Nominated Member of the Legislative Council
- In office 1951–1954
- Succeeded by: Robert Bunting

Personal details
- Died: June 1969 Sydney, Australia

= John Bexley Sedgers =

John Bexley Sedgers (died June 1969) was an Australian businessman. He spent much of his career in the Territory of Papua and New Guinea, where he served in the Legislative Council from 1951 to 1954.

==Biography==
Sedgers joined W.R. Carpenter as a shipping clerk in 1917. After a spell working on its Mascot ship on the Australia–Solomon Islands route, he worked in Tulagi in the Solomon Islands and then Rabaul in the Territory of New Guinea. He later worked in Kavieng, Salamaua and Wau.

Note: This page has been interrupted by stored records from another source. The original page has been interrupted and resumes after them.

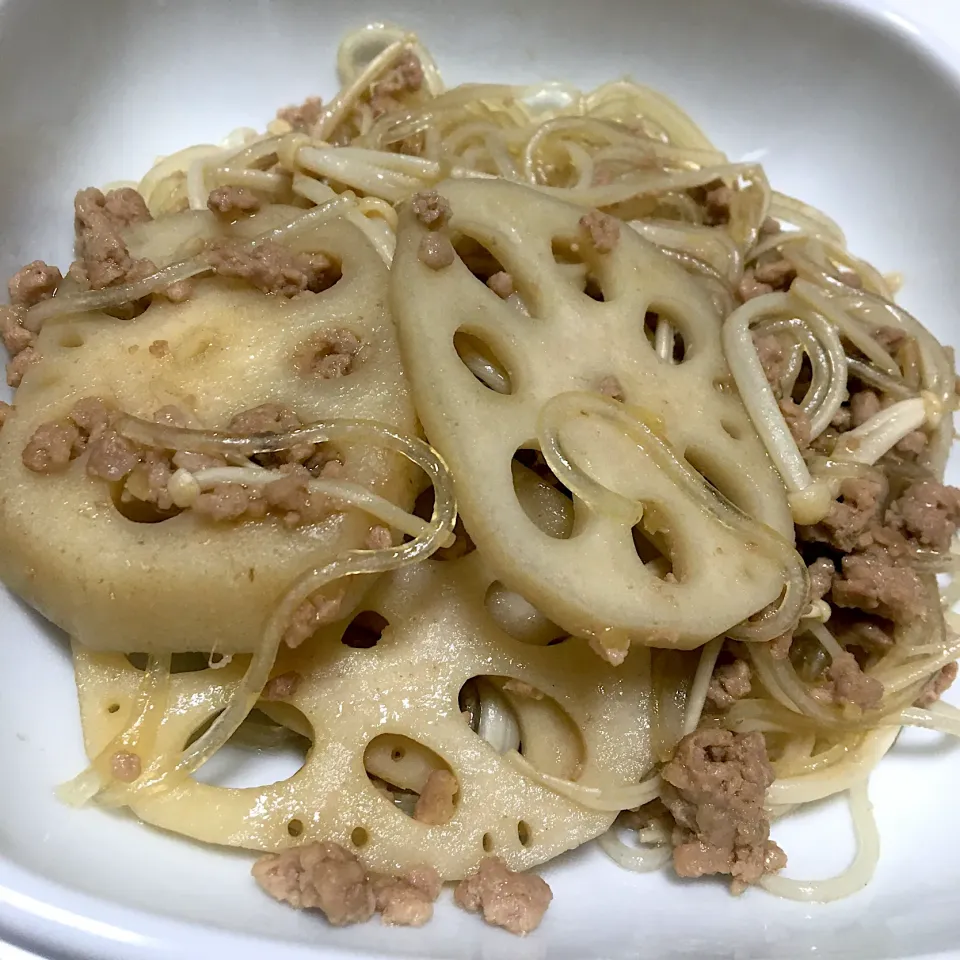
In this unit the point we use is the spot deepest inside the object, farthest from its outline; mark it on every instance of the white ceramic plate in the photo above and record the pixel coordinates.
(857, 112)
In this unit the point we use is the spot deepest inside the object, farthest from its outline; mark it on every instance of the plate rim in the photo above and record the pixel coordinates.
(53, 921)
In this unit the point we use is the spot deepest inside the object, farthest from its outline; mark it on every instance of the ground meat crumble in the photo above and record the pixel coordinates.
(435, 805)
(232, 202)
(715, 788)
(514, 901)
(329, 355)
(272, 267)
(329, 878)
(436, 251)
(431, 209)
(602, 229)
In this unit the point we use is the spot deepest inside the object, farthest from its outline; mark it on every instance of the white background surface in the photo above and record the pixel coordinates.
(872, 920)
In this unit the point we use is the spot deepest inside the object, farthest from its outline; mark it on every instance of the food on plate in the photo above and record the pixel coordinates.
(536, 471)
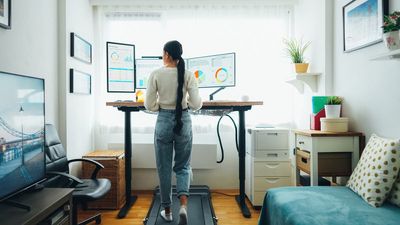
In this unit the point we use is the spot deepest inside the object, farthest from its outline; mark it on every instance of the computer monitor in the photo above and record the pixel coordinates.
(22, 118)
(214, 70)
(144, 67)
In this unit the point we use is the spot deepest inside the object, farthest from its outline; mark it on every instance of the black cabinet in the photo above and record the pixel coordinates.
(50, 206)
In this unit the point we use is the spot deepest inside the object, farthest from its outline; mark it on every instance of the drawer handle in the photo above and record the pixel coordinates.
(271, 180)
(271, 166)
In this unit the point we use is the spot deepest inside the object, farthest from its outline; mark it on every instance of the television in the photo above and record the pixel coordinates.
(214, 70)
(144, 67)
(22, 121)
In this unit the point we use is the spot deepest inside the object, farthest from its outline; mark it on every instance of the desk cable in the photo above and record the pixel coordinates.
(219, 137)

Following the Japanese invasion, he and colleague B.B. Perriman were given responsibility for evacuating civilians from Wau. After around 180 people were airlifted, the remainder (including Sedgers) walked 200 miles to Port Moresby. He then went back to Australia, before returning to New Guinea in 1945, working in Madang. In 1951 he was appointed managing director and chairman of the New Guinea branch of Carpenters, moving to Rabaul. Prior to the elections to the new Legislative Council the same year, he was one of the three European members appointed to the body. He served in the council until the 1954 elections.

He later became a member of the committee of Rabaul Turf Club. After retiring in the early 1960s, he moved back to Australia. He died in June 1969, survived by his wife and three children.